2 Rather, it is your own crimes that separate you from your God; your sins have hidden His face from you so that He doesn’t hear.
Despite what the people of Yehuda may have thought, God had not suddenly become impotent, nor did He get thrashed by the pagan God. It was the sins of the people that separated them from God; this was why he had refused to hear their prayers. He was unwilling to bless them regardless of their actions. They were the problem, not Him.
3 For your hands are stained with blood and your fingers with crime; your lips speak lies, your tongues utter wicked things. 4 No one sues with just cause, no one pleads honestly in court, they trust in empty words and say worthless things; they conceive trouble and give birth to evil.
Just some of their sins that separated God from His people are listed in these two verses. The list begins with acts of violence and moves on to deceit and injustice. They were guilty in thought and action.
5 They hatch viper eggs and spin spiderwebs; whoever eats their eggs dies, and the crushed egg hatches a snake. 6 Their webs are useless as clothing; their deeds are useless for wearing; their deeds are deeds of wickedness; their hands produce violence. 7 Their feet run to evil; they rush to shed innocent blood; their thoughts are thoughts of wickedness; their paths lead to havoc and ruin.

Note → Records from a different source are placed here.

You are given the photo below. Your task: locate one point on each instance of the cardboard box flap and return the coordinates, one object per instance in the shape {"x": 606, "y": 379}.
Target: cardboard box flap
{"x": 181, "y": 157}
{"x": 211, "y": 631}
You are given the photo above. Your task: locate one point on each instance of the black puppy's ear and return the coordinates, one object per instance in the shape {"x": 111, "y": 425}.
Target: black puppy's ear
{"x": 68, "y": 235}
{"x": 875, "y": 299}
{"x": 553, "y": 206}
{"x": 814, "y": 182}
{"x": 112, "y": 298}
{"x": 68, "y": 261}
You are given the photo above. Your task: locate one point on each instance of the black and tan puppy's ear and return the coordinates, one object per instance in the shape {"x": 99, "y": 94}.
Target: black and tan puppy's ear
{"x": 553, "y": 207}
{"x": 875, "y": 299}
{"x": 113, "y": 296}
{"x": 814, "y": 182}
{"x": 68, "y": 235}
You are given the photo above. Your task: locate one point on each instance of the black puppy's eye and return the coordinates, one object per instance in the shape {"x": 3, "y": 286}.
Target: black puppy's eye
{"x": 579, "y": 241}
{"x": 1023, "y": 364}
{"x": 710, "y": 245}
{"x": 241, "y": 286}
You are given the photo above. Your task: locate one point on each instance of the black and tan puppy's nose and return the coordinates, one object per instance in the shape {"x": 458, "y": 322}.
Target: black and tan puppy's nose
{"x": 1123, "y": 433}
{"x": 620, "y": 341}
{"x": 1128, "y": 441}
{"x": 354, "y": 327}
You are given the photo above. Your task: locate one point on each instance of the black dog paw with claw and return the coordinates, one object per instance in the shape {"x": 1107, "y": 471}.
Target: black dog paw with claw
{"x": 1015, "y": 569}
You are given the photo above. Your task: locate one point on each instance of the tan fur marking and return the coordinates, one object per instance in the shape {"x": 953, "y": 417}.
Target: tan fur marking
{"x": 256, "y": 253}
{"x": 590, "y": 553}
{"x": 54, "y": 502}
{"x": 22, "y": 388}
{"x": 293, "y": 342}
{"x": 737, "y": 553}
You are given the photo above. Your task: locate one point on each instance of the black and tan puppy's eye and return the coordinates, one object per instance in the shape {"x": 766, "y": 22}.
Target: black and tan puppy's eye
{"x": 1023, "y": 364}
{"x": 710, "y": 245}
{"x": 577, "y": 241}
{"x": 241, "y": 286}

Once again, the prophecy emphasizes that people are sinful in thought and deed. Indeed, they do not merely walk in the advice of the wicked (Psalm 1:1); they show their eagerness when they run after evil.
8 The way of shalom they do not know, their goings-about obey no law; they make devious paths for themselves; no one treading them will ever know shalom.
Yesha’yahu used the words way and paths to refer to the course of a person’s life. The first nine chapters of Proverbs talk about two paths, a straight path that leads to God and life, and a crooked path that leads to death. Yesha’yahu described God’s people as choosing the latter, and thus they were headed toward death, i.e., they will not know shalom.
At last, the people acknowledge the consequences of their sin. They want justice but don’t have it. They want direction but lack it, for they continue in their sinfulness.
9 This is why justice is far from us, and righteousness doesn’t catch up with us; we look for light, but see only darkness, for brightness, but we walk in gloom.
Note the transition from third person plural speech (they) to first person (us) that begins in this verse and continues for the rest of our passage. Yesha’yahu included himself along with the people. Since the content of these verses acknowledges the people’s sinfulness, it may be that the righteous are among those who are speaking here.
10 We grope for the wall like the blind; like people without eyes, we feel our way; we stumble at noonday as if it were dusk, we are in dark places like the dead.
Chapter 58 has already described the way to light in obedience to God, but they appear incapable of getting there on their own. While God’s hand of salvation could reach the people, Yehuda‘s citizens had convinced themselves that they were innocent and didn’t need it. The truth was that they were like the blind; they were in dark places like the dead.
11 We growl, all of us, like bears and moan pitifully like doves; we look for justice, but there is none; for salvation, but it is far from us. ~ Isaiah 59:1-11 (CJB)
Bears growl out of anger, and doves make a sound like the moans to a suffering person. These metaphors suggest that God’s people were angry and sad about their present state.